I'll definitely follow your suggestion to use DoH! In a couple of days, I should be able to test the configuration and let you know how it goes. By the way, the GUI is asking me to choose a DoH server—one of the options is dnscrypt.ca-ipv4-doh. Is that the server you recommended?
No. You should also be aware Cloudflare (US) holds logs for 24-48 hours. Quad9 (CH) does not. Quad9's 'filter' variants blocks malware @ the DNS level as they continually update their threat lists.

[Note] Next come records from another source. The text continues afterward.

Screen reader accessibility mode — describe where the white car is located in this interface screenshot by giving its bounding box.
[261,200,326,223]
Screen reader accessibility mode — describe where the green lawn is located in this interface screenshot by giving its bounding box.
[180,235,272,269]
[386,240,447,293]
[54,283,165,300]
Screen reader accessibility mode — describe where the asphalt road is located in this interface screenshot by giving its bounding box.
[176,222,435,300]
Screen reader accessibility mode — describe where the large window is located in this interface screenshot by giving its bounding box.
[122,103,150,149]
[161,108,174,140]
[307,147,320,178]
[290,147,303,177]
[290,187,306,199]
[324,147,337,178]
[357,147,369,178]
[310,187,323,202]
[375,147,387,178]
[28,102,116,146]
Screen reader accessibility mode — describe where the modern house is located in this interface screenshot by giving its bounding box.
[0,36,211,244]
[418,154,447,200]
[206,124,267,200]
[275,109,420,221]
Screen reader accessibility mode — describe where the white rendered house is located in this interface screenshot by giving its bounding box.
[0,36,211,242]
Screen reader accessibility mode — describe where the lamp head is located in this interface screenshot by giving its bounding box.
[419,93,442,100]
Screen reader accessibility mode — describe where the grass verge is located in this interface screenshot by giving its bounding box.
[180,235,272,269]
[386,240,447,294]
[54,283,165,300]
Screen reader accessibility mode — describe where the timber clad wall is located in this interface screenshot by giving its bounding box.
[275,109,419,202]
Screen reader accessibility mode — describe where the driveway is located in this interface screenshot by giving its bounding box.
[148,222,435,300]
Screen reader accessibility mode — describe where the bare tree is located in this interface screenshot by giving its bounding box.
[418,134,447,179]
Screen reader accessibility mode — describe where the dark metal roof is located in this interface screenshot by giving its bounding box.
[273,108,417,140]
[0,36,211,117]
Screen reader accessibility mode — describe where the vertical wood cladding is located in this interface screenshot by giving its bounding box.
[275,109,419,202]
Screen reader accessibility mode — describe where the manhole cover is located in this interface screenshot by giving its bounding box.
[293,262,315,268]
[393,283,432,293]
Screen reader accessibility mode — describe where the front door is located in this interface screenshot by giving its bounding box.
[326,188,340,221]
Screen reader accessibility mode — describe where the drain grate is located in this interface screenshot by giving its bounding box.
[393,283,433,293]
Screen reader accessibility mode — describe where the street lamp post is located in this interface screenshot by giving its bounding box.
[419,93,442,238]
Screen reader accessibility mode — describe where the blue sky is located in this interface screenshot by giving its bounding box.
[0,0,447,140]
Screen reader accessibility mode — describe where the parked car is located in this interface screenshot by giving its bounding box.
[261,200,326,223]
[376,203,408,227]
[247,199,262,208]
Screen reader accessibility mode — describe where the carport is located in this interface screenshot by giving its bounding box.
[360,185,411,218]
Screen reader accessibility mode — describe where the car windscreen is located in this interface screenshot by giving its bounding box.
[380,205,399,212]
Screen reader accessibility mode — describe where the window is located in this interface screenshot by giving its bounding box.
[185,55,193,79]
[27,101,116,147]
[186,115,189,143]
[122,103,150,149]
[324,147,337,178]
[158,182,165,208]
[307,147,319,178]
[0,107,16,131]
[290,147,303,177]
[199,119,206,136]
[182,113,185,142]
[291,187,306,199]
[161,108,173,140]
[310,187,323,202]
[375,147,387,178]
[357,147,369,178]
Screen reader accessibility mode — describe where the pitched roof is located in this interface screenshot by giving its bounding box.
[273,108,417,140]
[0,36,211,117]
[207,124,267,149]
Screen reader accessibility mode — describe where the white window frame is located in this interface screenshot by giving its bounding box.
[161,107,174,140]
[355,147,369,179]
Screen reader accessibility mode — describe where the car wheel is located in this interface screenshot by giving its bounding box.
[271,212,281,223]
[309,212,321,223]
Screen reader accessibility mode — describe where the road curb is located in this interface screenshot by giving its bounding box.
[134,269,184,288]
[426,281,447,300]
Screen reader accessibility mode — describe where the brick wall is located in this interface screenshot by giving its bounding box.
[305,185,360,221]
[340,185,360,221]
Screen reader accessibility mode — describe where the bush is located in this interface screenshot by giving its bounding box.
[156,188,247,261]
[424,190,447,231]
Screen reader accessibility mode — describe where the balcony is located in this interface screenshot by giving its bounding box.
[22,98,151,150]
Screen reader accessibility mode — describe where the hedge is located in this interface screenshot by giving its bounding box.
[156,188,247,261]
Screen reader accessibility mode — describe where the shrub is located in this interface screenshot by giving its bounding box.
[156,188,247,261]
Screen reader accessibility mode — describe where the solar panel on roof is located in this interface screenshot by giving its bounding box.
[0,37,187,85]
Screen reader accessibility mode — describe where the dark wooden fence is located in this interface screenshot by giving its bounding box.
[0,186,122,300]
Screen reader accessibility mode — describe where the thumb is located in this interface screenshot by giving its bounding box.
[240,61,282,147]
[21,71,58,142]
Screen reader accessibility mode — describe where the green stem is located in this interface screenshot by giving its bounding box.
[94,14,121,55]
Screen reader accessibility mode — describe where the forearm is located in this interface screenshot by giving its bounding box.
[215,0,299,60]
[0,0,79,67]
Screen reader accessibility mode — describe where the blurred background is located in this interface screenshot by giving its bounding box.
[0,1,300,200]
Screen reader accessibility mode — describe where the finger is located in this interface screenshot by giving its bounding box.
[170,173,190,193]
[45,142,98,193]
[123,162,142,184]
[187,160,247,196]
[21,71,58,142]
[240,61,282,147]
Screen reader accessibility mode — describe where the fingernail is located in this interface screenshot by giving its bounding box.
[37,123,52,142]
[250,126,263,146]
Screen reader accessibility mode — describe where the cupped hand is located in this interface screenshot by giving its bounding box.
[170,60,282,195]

Thanks for your patience! I finally had the chance to connect to my router locally and apply the changes you suggested. First, I updated the firmware to version 4.8.1. Then I configured DoH using the DNS you recommended (Quad9).
Everything is working perfectly now! I even simulated a power outage to test the setup, and the router resumed operation smoothly after power was restored.
I'm really glad you got it sorted & reported back.
@bruce
See, Bruce? The root problem ITT strikes me as an exact case of a race condition caused by NTP DNS v IPs. I know I'd use it as an example to cite & support a solution to it with what we've already discussed.
So here will a question, isn't it better to use an IP NTP server? But the IP may not be permanent, and worried about the IP of the NTP server changes in the later period.
This actually doesn't seem to be very useful, if script touch /etc/xxx before restarting - if just restarting, the time deviation may be only 2-3 minutes. This clock skew tolerance may still affect DOT, DOH, VPN, etc., and NTP synchronization is still required.
Even if this script is added, after the system starts up, the time to read the file is still the time before shutdown, and it still has a clock tolerance.
Accurate time is required for WG & TLS so that requires NTP. If using DOT or TLS it'll never get it as it's a race condition from the recursion. Yes, DNS IPs may change which is why I configure 4 NTP IPs in LuCI/uci. If one doesn't hit one of the other three probably will.
Engage WG, full/all kill switches & DOT. Set just NTP DNS. Reboot & let me know what happens.
Amazing coincidence, I just ran into this exact race condition on my Brume 2, although it’s running vanilla OpenWrt 24.10.2.
After power cycling (unplugging/replugging), there’s a chance Wireguard (with OpenWrt’s version of “kill switch” enabled) comes up before NTP sync succeeds, and if it does, the router is left without internet access because Wireguard can never connect with the clock too far out of sync.
I haven’t implemented a fix yet, but (I hate to admit) Google AI overview suggested a hotplug script to only bring the Wireguard interface up after NTP sync completes. I have no idea yet how this will interact with the kill switch.
Well, DOH via dnscrypt-proxy comes up before WG including on pure OWRT 23.05.5. The conf @ /etc/dnscrypt-proxy/dnscrypt-proxy.toml has bootstraping IPs to bring up the provider before shunting everything thru the DOH tunnel. I haven't had a problem since also adding those IPs which are the counterparts to the OWRT NTP DNS.
Under coupled conditions (NTP servers are domain, using encrypted DNS, VPN client is enabled, KillSwitch is enabled, and the router is restarted), the ntpd service can still be synchronized after the router is started, and the VPN client is connected normally.
I guess the ntpd request should be resolved through the WAN DNS. It may not be initialized by dnsmasq or stubby, resulting in the DNS request of ntpd on the boot not being encrypted, that is, it was not forwarded to port 5435.
In this case, the domain name resolution of the NTP server is not considered a DNS leak, because other traffic has been blocked.
When the system time is obtained normally and all services are running stable, all traffic will go through the encrypted DNS and VPN tunnels.